Her family members in Ramallah call with reports of their neighbors rounded up in military raids, children arrested in the middle of the night. More of the usual, in a community where raids of citizens were common even before Oct. 7.

“There’s loss that’s just tied to the experience of being Palestinian. Loss of, not just lives, but land, culture,” she said. “For me, I feel like it’s just this grieving of theft.”

Salam Qashou

Salam Qashou, 24, is a Homewood resident.Hannah Denham

Salam Qashou, 24, Homewood

Salam Qashou took a break from his contractor job at a work site in Huntsville in early February. It was time to pray.

As he was kneeling on the ground, eyes closed, Qashou said, he heard a man’s voice behind him say, “Well, they ought to keep you in a cage if you’re doing that.”

He said he became used to comments like this while growing up in Alabama. But he still can’t imagine living anywhere other than the Birmingham metro, unless he could live in his family’s Palestinian homeland.

Since Oct. 7, Qashou has spoken with his relatives in Tulkarem nearly every day. He said they are experiencing “psychological torture,” soldiers entering their apartment buildings and sitting on the rooftops with guns pointed, ensuring people stay indoors. He said two of their neighbors have been killed.

“They just don’t know if it’s ever going to end,” he said. “They’re feeling really hopeless at this point.”

He stays connected to the Palestinian community locally in the Birmingham metro, but he said his experience with others outside the community have been largely positive and supportive.

“In my experience, if you have good character, then you’ll establish credibility with people,” he said. “If, at that point, they don’t listen, then it’s almost a lost cause.”

Danah D.

Danah D., 22, lives in Hoover.Hannah Denham

Danah D., 22, Hoover

Danah D. felt disconnected as she saw a flurry of social media posts from friends and acquaintances about Nick Saban’s retirement. She was spending her time watching as bombs fell on Gaza.

A Montgomery native, she said she knows it’s possible for people in her community, in Alabama’s government and from across the nation to tune in with what’s going on, to speak out in support of communities they don’t belong to.
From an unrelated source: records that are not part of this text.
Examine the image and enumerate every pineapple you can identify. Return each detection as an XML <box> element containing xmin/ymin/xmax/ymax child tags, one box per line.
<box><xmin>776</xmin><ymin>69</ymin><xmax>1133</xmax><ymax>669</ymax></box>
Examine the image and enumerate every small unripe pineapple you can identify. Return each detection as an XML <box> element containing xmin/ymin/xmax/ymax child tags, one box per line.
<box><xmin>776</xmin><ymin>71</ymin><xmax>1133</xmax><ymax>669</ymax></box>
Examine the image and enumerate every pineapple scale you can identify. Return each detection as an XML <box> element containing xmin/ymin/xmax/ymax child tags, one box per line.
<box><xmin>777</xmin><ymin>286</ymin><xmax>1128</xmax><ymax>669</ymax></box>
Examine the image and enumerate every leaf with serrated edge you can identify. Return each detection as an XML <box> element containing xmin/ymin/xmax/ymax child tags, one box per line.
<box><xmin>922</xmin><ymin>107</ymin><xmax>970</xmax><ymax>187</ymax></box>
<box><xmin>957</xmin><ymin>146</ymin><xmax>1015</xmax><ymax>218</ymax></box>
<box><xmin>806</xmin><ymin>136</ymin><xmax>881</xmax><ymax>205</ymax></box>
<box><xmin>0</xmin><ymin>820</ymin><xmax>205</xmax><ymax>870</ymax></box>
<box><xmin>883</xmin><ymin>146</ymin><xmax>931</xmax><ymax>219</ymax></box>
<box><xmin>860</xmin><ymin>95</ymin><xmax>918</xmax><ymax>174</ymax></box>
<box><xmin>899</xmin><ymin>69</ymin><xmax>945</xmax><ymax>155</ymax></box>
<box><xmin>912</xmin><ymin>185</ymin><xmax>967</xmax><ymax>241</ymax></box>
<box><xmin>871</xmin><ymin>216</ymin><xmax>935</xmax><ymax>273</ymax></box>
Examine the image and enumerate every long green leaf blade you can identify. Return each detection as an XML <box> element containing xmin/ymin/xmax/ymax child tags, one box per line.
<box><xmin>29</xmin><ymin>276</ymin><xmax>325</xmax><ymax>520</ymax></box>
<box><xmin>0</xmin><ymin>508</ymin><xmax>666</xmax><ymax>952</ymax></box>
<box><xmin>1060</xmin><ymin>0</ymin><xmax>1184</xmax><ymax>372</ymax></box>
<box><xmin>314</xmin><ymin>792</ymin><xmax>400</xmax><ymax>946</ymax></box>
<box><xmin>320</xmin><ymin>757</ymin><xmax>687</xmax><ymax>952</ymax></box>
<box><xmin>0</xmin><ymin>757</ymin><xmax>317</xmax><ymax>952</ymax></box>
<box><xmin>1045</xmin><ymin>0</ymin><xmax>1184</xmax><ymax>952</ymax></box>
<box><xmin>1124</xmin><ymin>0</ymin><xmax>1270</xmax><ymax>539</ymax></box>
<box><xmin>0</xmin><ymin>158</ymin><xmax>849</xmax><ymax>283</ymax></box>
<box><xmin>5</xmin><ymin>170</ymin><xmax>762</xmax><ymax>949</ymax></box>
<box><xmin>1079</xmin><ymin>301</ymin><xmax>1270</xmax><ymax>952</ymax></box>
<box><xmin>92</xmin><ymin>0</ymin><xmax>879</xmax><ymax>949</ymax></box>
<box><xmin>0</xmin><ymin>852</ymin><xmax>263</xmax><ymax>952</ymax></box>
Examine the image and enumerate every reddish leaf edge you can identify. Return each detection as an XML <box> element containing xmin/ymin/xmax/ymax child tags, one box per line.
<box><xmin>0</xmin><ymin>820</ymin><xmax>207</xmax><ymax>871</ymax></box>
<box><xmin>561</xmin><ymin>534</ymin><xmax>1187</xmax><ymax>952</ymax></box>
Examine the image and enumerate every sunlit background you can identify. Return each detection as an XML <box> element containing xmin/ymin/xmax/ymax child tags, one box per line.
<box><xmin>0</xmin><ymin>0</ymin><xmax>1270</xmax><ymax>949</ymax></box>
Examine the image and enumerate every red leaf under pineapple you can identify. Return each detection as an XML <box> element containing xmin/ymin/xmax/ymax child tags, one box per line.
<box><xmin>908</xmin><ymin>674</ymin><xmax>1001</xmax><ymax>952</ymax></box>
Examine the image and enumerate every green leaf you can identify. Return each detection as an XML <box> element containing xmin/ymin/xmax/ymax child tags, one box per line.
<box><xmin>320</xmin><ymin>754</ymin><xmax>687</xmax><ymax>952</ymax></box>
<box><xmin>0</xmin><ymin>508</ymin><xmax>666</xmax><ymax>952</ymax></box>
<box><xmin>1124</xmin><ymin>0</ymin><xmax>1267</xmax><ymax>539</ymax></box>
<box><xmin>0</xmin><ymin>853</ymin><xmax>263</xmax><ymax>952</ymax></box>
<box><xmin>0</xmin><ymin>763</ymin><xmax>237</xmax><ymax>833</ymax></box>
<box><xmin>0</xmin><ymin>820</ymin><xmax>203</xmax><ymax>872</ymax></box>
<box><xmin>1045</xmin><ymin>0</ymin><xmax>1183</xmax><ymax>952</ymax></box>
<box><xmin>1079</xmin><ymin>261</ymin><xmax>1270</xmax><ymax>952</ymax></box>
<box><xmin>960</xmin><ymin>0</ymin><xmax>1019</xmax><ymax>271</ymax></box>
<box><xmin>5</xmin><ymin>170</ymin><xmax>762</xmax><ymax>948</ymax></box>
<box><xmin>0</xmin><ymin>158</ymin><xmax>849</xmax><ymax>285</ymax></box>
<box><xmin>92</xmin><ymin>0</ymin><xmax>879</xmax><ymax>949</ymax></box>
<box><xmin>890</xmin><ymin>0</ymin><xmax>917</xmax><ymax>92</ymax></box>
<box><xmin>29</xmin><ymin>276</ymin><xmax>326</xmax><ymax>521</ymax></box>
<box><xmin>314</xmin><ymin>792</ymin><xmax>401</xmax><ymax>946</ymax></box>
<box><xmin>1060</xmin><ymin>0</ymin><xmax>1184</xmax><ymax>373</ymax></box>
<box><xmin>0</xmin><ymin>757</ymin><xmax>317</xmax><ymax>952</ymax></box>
She saw it several years ago, with a public surge of support for Ukrainians amid the Russian invasion, with blue and yellow flags popping up in neighborhoods around Birmingham.

“I saw so much outcry whenever the whole war in Ukraine happened,” she said. “And that is well-deserved, that is needed. But you can’t have this kind of selective activism where you only choose to care for these people because they look like you or sound like you.”

She feels betrayed by the friends who her family has prepared meals for, invited into their home, who now criticize Palestinians. She’s said she’s been open about her family’s roots, ever since moving to Birmingham in 2009.

Sometimes being open about her cultural identity came at the expense of bullying, she said, comments like, “Here comes ISIS” or “Osama Bin Laden’s daughter.”

As the death toll rises in Gaza, she said she feels a level of guilt.

“You still feel like they’re your family that are dying, no matter where they’re in Palestine, because you feel they’re a part of you,” she said. “How am I, as a Palestinian, able to go on and live with all this privilege and comfort?”

Hamza Abu-Hamdeh

Hamza Abu-Hamdeh, 24, is a Hoover resident.Hannah Denham

Hamza Abu-Hamdeh, 24, Hoover

Hamza Abu-Hamdeh said he’s holding out hope for a solution in Palestine, a ceasefire and agreement for a one-state solution, one that provides equal rights for all people, free of oppression, where Arabs and Jews can live side by side with equal opportunity under the law.

The 24-year-old was born and raised in the Birmingham metro. He said it’s been difficult to sleep since videos first surfaced, showing people who look like him, people with his last name, buried under the rubble left in the wake of a U.S.-made bomb dropped on Gaza by the Israeli military.

“It kind of does something to you,” he said. “The fact that our government is so complicit in the massive death toll in Gaza shows that, what’s stopping them from doing it to us, simply because we’re located here?”